With Guyana’s draft model petroleum agreements now in the public domain, it is clear that the government is seeking to encourage international oil companies (IOCs) to commit to development of commercial discoveries in a timely manner. The contract effectively sets a 7.5-year hourglass on development decisions, with multiple intervals for companies to give assurances. If a contractor does not decide to proceed to development when a commercial discovery is made, as guided by the agreements, they stand to lose their rights to the discovery area. 

For both deep and shallow water discoveries, contractors have within 30 days of rig release to serve a notice of discovery to the government. There is an eligibility to extend this deadline by 40 days, if more tests are needed. But once that notice is served, the contractor will have 105 days to tell the government whether it has a potential commercial interest in a discovery. If it doesn’t, the contractor will have to surrender the discovery area back to the government, along with any exploration rights. This stands in contrast to what has obtained in prior years. Companies have made discoveries without giving notice to the government of their interest/intent going forward and have kept the areas anyway. 

Under the new draft agreements, a contractor may elect to postpone the serving of this notice, but such postponement is at the government’s discretion. The company could make several arguments, including that it wants to drill another well to develop two jointly, or that the market may be more welcoming of the resource at a later date.

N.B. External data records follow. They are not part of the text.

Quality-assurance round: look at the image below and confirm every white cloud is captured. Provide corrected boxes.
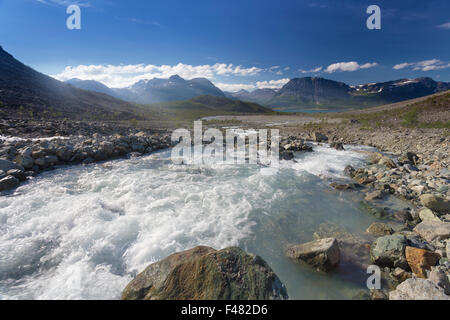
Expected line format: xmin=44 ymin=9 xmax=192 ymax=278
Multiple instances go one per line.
xmin=214 ymin=78 xmax=290 ymax=92
xmin=392 ymin=59 xmax=450 ymax=71
xmin=298 ymin=67 xmax=323 ymax=73
xmin=392 ymin=62 xmax=411 ymax=70
xmin=438 ymin=22 xmax=450 ymax=29
xmin=35 ymin=0 xmax=91 ymax=7
xmin=53 ymin=63 xmax=262 ymax=88
xmin=325 ymin=61 xmax=378 ymax=73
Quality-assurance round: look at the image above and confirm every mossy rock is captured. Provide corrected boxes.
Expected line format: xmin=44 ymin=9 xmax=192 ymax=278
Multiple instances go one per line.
xmin=122 ymin=246 xmax=288 ymax=300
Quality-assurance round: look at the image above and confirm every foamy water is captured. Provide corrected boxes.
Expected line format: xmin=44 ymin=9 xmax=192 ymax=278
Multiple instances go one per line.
xmin=0 ymin=146 xmax=384 ymax=299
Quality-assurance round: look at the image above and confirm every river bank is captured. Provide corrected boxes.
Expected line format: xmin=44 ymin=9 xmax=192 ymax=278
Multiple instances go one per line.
xmin=2 ymin=117 xmax=450 ymax=299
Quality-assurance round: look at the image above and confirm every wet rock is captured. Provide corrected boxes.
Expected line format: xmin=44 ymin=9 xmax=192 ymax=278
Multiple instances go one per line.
xmin=330 ymin=142 xmax=345 ymax=150
xmin=405 ymin=246 xmax=440 ymax=279
xmin=330 ymin=182 xmax=357 ymax=190
xmin=370 ymin=234 xmax=409 ymax=269
xmin=414 ymin=220 xmax=450 ymax=242
xmin=344 ymin=165 xmax=355 ymax=177
xmin=419 ymin=208 xmax=441 ymax=221
xmin=0 ymin=176 xmax=20 ymax=191
xmin=389 ymin=278 xmax=450 ymax=300
xmin=312 ymin=132 xmax=328 ymax=142
xmin=394 ymin=210 xmax=413 ymax=222
xmin=392 ymin=267 xmax=411 ymax=283
xmin=6 ymin=169 xmax=27 ymax=181
xmin=122 ymin=246 xmax=287 ymax=300
xmin=0 ymin=159 xmax=25 ymax=172
xmin=280 ymin=151 xmax=294 ymax=160
xmin=364 ymin=190 xmax=385 ymax=201
xmin=366 ymin=222 xmax=394 ymax=237
xmin=420 ymin=193 xmax=450 ymax=214
xmin=370 ymin=289 xmax=389 ymax=301
xmin=285 ymin=238 xmax=340 ymax=272
xmin=428 ymin=267 xmax=450 ymax=295
xmin=378 ymin=156 xmax=397 ymax=169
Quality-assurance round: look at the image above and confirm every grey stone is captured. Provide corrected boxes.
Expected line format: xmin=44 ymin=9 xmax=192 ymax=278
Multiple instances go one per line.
xmin=0 ymin=176 xmax=20 ymax=191
xmin=285 ymin=238 xmax=340 ymax=271
xmin=6 ymin=169 xmax=27 ymax=181
xmin=389 ymin=278 xmax=450 ymax=300
xmin=419 ymin=208 xmax=441 ymax=221
xmin=0 ymin=159 xmax=25 ymax=172
xmin=428 ymin=267 xmax=450 ymax=295
xmin=414 ymin=220 xmax=450 ymax=242
xmin=370 ymin=234 xmax=409 ymax=269
xmin=420 ymin=193 xmax=450 ymax=214
xmin=313 ymin=132 xmax=328 ymax=142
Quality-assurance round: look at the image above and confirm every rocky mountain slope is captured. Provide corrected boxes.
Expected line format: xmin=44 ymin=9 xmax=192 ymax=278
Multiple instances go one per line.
xmin=228 ymin=77 xmax=450 ymax=111
xmin=67 ymin=75 xmax=225 ymax=104
xmin=0 ymin=47 xmax=144 ymax=119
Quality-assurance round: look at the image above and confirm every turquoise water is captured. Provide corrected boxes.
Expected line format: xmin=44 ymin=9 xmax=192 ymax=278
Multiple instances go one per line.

The retention allowance, subject to an annual holding fee of US$2 million, is five years, split into an initial period of three years and a renewal period of two.

Whether a notice of potential commercial interest is served shortly after a commercial discovery, or in the retention period, it will kick off an appraisal programme that must be carried out within 30 months. Coming down to the end of the appraisal period, the contractor will have to furnish the government with a comprehensive evaluation report, a notice of commercial discovery, and and an application for a production license. 

The contracts therefore guide contractors toward a production development, with a negative decision at various intervals opening the area up for surrender to the State.

The draft contracts are expected to be followed by an amendment to Guyana’s Petroleum (Exploration & Production) Act. The current Act and contracts seek to guide companies toward development decisions as well, but enforcement is not as strict. 

Having had trouble with companies struggling to meet commitments and develop discoveries in the past, the government is taking a more ‘no nonsense’ approach. 

Vice President Dr. Bharrat Jagdeo has said that it is “none of our business” if a company “can’t raise the money” or is otherwise inhibited in developing a block.

If a company has no commercial interest in a find, or is dragging its feet, the government could now move swiftly to find some other company that may move with alacrity. 

The draft contracts are open for consultation, with March 28 set as the deadline for submission of comments. 

The ExxonMobil-operated Stabroek Block is on record as having one of the fastest deepwater developments in history, with the Liza Phase 1 project coming online in December 2019, less than five years after the discovery was made in 2015. The FPSO Liza Destiny was constructed and delivered ahead of time by Dutch floater specialist SBM Offshore, paving the way for Guyana’s entry as an oil producing nation.